Re: grouping array

pkilambi@gmail.com wrote:
> hi if I have an array
>
> say x = [[2,2,0,0,1,1],
> [1,1,0,0,1,1],
> [1,1,0,0,1,1]]
> I basically want to group regions that are non zero like I want to get
> the coordinates of non zero regions..as (x1,y1,x2,y2)
> [(0,0,2,1),(0,4,2,5)] which show the top left(x1,y1) and bottom
> right(x2,y2) corners of each group.hope i am clear.
>
> Thanks
>
How about this:

def getregions(grid):
     """Yield lists of adjancent points, not necessarily rectangular"""
     adj = [(-1,0),(+1,0),(0,-1),(0,+1)] # horizontal and vertical adjacencies
                                         # could add diagonals

     points = set((y,x) for y, row in enumerate(grid)
                            for x, cell in enumerate(row)
                                if cell)

     while points: # set of (y,x) non-zero points
         region = [points.pop()] # start a new region with any remaining point
         ptr = 0
         while ptr < len(region):
             y, x = region[ptr]
             adjpoints = set((y + j, x + i) for j, i in adj)
             adjpoints &= points # keep only the non-zero, unseen points
             points -= adjpoints # remove these adjancencies from points
             region.extend(adjpoints) # add them to the region
             ptr += 1
         yield region

def getregioncoords(grid):
     """Get top left and bottom right of *rectangular* regions"""
     regions = getregions(grid)
     return [(reg[0], reg[-1]) for reg in regions if reg.sort() or True]

>>> x = [[2,2,0,0,1,1],
  ... [1,1,0,0,1,1],
  ... [1,1,0,0,1,1]]
  ...
  ...
>>> getregioncoords(x)
  [((0, 0), (2, 1)), ((0, 4), (2, 5))]
>>> x = [[1,0,1,0,1]]
>>> getregioncoords(x)
  [((0, 0), (0, 0)), ((0, 2), (0, 2)), ((0, 4), (0, 4))]
>>> x = [[random.choice([0,1,2]) for x in range(6)] for y in range(6)]
>>> pprint.pprint(x)
  [[1, 1, 2, 1, 2, 0],
   [2, 0, 0, 2, 0, 1],
   [1, 2, 2, 0, 2, 0],
   [0, 1, 0, 0, 0, 0],
   [2, 0, 0, 1, 1, 0],
   [2, 2, 2, 0, 1, 0]]
>>> print "\n".join(str(reg) for reg in getregions(x))
  [(0, 1), (0, 0), (0, 2), (1, 0), (0, 3), (2, 0), (1, 3), (0, 4), (2, 1), (3,
1), (2, 2)]
  [(5, 4), (4, 4), (4, 3)]
  [(5, 0), (5, 1), (4, 0), (5, 2)]
  [(1, 5)]
  [(2, 4)]
>>>

Unfortunately, it's rather slow.

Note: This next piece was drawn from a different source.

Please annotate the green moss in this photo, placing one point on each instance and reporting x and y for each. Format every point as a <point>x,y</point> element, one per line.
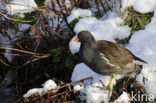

This one is much faster, using just one data
structure

def getregions2(grid):
     """Yield lists of adjancent points, not necessarily rectangular"""
     adj = [(-1,0),(+1,0),(0,-1),(0,+1)] # horizontal and vertical adjacencies
                                         # could add diagonals
     rows = len(grid)
     cols = len(grid[0])
     griddata = []
     for row in grid:
         griddata.extend(row)
     for y in xrange(rows):
         ybase = y * cols
         for x in xrange(cols):
             if griddata[ybase + x]:
                 griddata[ybase + x] = 0
                 region = [(y, x)]
                 append = region.append
                 ptr = 0
                 while ptr < len(region):
                     y1, x1 = region[ptr]
                     for j, i in adj:
                         y2, x2 = y1 + j, x1 + i
                         if y2 < 0 or y2 == rows: continue
                         if x2 < 0 or x2 == cols: continue
                         if griddata[y2 * cols + x2]:
                             append((y2, x2))
                             griddata[y2 * cols + x2] = 0
                     ptr += 1
                 yield region

Michael
Received on Sat Oct 15 03:58:36 2005